Esto los alborotó como no había conseguido hacerlo el teléfono y llevó a que uno de ellos cogiera su propio teléfono e hiciera una llamada. Discutieron en un idioma que Sokolov reconoció como árabe. Sabía unas cuantas palabras, pero una vez más lo único que pudo distinguir a través del techo fue «Gulangyu».

Eso y «De acuerdo» repetido varias veces.

Unos cálculos a continuación. Sokolov podía deslizar la placa del techo y empezar a disparar. Sin duda podría eliminar a algunos antes de que le quitaran los seguros a sus armas y empezaran a disparar a su vez. Pero cuando dispararan, le resultaría muy difícil moverse desde esta posición tan increíblemente expuesta; y todo lo que tendrían que hacer ellos era vaciar sus cargadores en su dirección general y pronto estaría muerto.

Aún más, ahora estaba seguro de que Jones no se encontraba entre los hombres de abajo. Estos hombres hablaban una lengua de Asia Central que Jones no conocería. Pero cuando hicieron la llamada telefónica, pasaron al árabe. En ese momento debían de estar hablando con Jones. De modo que, si por algún milagro, Sokolov pudiera matar a todos los tipos de allá abajo, no acabaría con Jones.
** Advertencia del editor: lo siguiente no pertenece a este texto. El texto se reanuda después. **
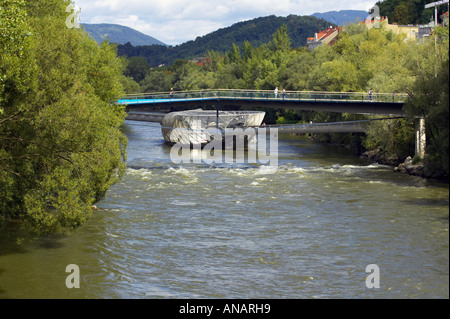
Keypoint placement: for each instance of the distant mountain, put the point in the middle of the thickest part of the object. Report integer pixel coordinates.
(257, 31)
(342, 17)
(119, 34)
Ahora tal vez planeaban una expedición al apartamento de Olivia. Si era así, quería detenerlo antes de que llegaran.

Tal vez podría esperar a que salieran de la habitación, bajar, localizarlos desde algún sitio donde pudiera lanzar un ataque, y acabar con todos.

Pero acababan de darle a Jones por teléfono la dirección de Olivia. Así que el gato había escapado de la caja. Aunque pudiera detener a todos estos tipos, eso tal vez no protegiera a Olivia, si Jones iba ahora de camino por su cuenta.

Esa sí que era una idea. Si Sokolov fuera a Gulangyu ahora, ¿había alguna posibilidad de que pudiera interceptar a Jones allí y acabar con este asunto esa misma noche?

Su mente decidió en cuanto se formó la idea.

Los hombres de abajo se movían ahora con decisión, presurosos por salir de este lugar y embarcarse en su siguiente misión. Sokolov esperó hasta estar seguro de que se habían marchado, entonces apartó una placa y miró alrededor. Nada.

Pero podrían haber sospechado que estaba allí arriba y dejado a alguien para que lo matara cuando saliera.

Así que se agarró al puntal de acero, se aupó, sacó las piernas, las pasó por el hueco y simplemente se dejó caer, aterrizó en la mesa de reuniones y luego de un salto y un giro se lanzó hacia la puerta.